MACHINE LEARNING-BASED PROCESS MINING FOR ANOMALY DETECTION AND QUALITY ASSURANCE IN HIGH-THROUGHPUT MANUFACTURING ENVIRONMENTS
DOI:
https://doi.org/10.63125/t5dcb097Keywords:
Machine Learning, Process Mining, Anomaly Detection, Quality Assurance, High-Throughput Manufacturing, Statistical Process Control (SPC)Abstract
This study investigated the effectiveness of a machine learning–based process-mining framework for anomaly detection and quality assurance in high-throughput manufacturing environments. The research aimed to determine whether integrating process-mining metrics with data-driven machine learning techniques could outperform the traditional Statistical Process Control (SPC) system in predicting product non-conformance and operational inefficiencies. A quantitative research design was employed using a dataset of 142,368 production instances collected from Manufacturing Execution System (MES), Supervisory Control and Data Acquisition (SCADA), and Quality Management System (QMS) logs across three automated production lines. Variables included cycle-time variation, waiting time, machine utilization, rework frequency, conformance fitness score, and sensor-derived telemetry aggregates. A binary logistic regression model was developed to estimate the probability of product non-conformance. The model achieved a statistically significant fit (χ² = 482.76, p < 0.001) and explained 46.2% of the variance in defect occurrence (Nagelkerke R² = 0.462).
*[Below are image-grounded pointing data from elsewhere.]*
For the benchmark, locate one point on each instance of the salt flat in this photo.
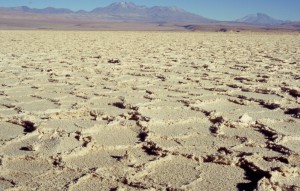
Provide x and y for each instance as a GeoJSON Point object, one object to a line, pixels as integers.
{"type": "Point", "coordinates": [149, 111]}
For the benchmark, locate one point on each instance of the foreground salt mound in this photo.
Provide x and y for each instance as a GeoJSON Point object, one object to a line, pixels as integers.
{"type": "Point", "coordinates": [149, 111]}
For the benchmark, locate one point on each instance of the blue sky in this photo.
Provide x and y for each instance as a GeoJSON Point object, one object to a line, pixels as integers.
{"type": "Point", "coordinates": [215, 9]}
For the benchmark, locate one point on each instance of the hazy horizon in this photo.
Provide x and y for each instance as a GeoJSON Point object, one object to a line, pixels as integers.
{"type": "Point", "coordinates": [214, 9]}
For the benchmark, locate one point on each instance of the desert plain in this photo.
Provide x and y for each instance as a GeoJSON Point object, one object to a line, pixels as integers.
{"type": "Point", "coordinates": [173, 111]}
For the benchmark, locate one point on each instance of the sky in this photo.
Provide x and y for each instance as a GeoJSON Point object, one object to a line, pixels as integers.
{"type": "Point", "coordinates": [223, 10]}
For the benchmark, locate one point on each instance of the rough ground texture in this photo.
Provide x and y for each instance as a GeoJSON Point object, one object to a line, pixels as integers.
{"type": "Point", "coordinates": [149, 111]}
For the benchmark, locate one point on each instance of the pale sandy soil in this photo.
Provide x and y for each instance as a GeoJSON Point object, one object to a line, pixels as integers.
{"type": "Point", "coordinates": [180, 111]}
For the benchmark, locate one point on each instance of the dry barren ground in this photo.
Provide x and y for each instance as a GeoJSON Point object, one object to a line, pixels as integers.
{"type": "Point", "coordinates": [149, 111]}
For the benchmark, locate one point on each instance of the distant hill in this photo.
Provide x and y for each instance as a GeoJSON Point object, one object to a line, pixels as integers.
{"type": "Point", "coordinates": [123, 11]}
{"type": "Point", "coordinates": [129, 16]}
{"type": "Point", "coordinates": [260, 19]}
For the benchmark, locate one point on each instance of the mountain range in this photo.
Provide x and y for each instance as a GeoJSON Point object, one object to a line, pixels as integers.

Key predictors included Conformance Fitness Score (β = –0.72, p < 0.001) and Rework Frequency (β = 0.58, p < 0.01), indicating that lower process conformance and higher rework activity substantially increased the likelihood of defects. Comparative performance analysis showed that the machine learning–based model achieved higher predictive accuracy (91.3%) than the SPC baseline (84.9%), along with improved AUROC (0.93 vs. 0.82) and AUPRC (0.48 vs. 0.41) scores. These findings demonstrated that the proposed model provided superior anomaly detection capability, reduced false-alarm rates, and enhanced predictive precision. Overall, the integration of machine learning and process-mining analytics significantly improved operational reliability and quality assurance performance. The study concluded that adopting such intelligent process-monitoring systems can strengthen defect prevention, streamline production decision-making, and support real-time process optimization in smart manufacturing environments. The results contributed to advancing data-driven quality engineering and reinforced the role of AI-powered analytics in modern industrial process control.